The fragment and smifrag commands now support options for supervised fragmentation based on a specified set of R-group SMILES to use for the fragmentation. Multiple SMILES can be specified on the command-line using the --cut-rgroup argument, with one SMILES per argument, or using the --cut-rgroup-file argument with the name of an R-group file. The file must be formatted with one R-group SMILES per line.

All SMILES strings must contain a single wildcard atom ("*"), which indicates the attachment point. The wildcard atom must contain only one single bond to the rest of the R-group, and cannot contain charge, hydrogens, isotope, or other properties.

The SMILES strings are converted into a SMARTS pattern which matchs the SMILES exactly (each atom must have the same valence and hydrogen count, and the bond types must match). These SMARTS patterns are then merged into a single recusive SMARTS with two terms: the wildcard atom, single bonded to a recursive SMARTS term for each of the SMILES strings.

The new rgroup2smarts command can be used to process the R-group SMILES into SMARTS, as a way to examine the conversion process and verify that it works.

mmpdb 2.2 - 2019-01-11

This minor release contains improvements that help reducing the database size. Many transformations and associated statistics inside the database are unlikely to ever be used, since there are other transformations that will yield the same compounds. To accomplish this, three new options have been introduced:

  • max-radius: The maximum radius can now be set on the command line during indexing. This was hardcoded in previous versions.

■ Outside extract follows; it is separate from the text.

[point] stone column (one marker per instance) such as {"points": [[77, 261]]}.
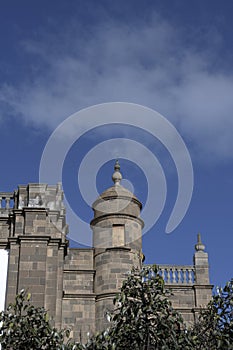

  • smallest-transformation-only: Some transformation scan be reduced to smaller transformations, for example p-Fluoro-phenyl >> p-Chloro-phenyl to Fluoro >> Chloro. If this flag is set during indexing, reducible transformations will not be written to the database. Note that this only setting reduces the number of transformations for a given pair. It does not completely remove a pair.

  • min-heavies-per-const-frag: For double- and triple-cuts, fragmentations are created where the constant parts can be very small down to a single atom. For example, if the fragmentation algorithm can generate a single-cut where the variable fragment is p-Fluorophenyl, it will also generate a double cut with phenyl as variable fragment and F as one of the constant pieces. The 'min-heavies-per-const-frag' option can be used during fragmentation to eliminate multiple cuts where one of the constant fragments is very small. If this is set to 3 or 4, double- and triple cuts only happen at positions that would be considered real scaffolds changes in the middle of molecules. Note that in principle this option only reduces the number of pairs for a given transformation, effectively removing multiple-cuts where possible. There may be edge cases where pairs are completely removed, because the single cut transfers too many atoms. If you use this option, you may want to adjust the --max-variable-heavies option during indexing.

    The last '--smallest-transformation-only' and '--min-heavies-per-const 3' options together typically reduce the database size by ~ 70%.

mmpdb 2.1 - 2018-04-27

  • RDKit 2018_03_1 changed the SMILES output so wildcard atoms are represented with a * instead of [*]. mmpdb works with SMILES strings at the syntax level. Parts of the code expected only the old RDKit behavior and crashed or gave the wrong output for the new behavior. For example, the fragmentation algorithm raised an AssertionError saying:
  File "mmpdblib/fragment_algorithm.py", line 368, in make_single_cut
    constant_smiles_with_H = replace_wildcard_with_H(constant_smiles)
  File "mmpdblib/fragment_algorithm.py", line 302, in replace_wildcard_with_H
    assert smiles.count("[*]") == 1, smiles
AssertionError: *O

Version 2.1 now supports both ways of representing the wildcard atom and will work with RDKit releases from 2017 and 2018.

  • The tests are now included as part of the distribution.

  • mmpdb is available from PyPI using "pip install mmpdb"

  • A preprint of our paper is available from ChemRxiv. We received word today that JCIM has accepted it (after minor changes).

mmpdb 2.0 - 2017-08-15

First public release of mmpdb, an open-source matched molecular pair package designed to create and query MMP databases for big-pharma sized ADMET datasets.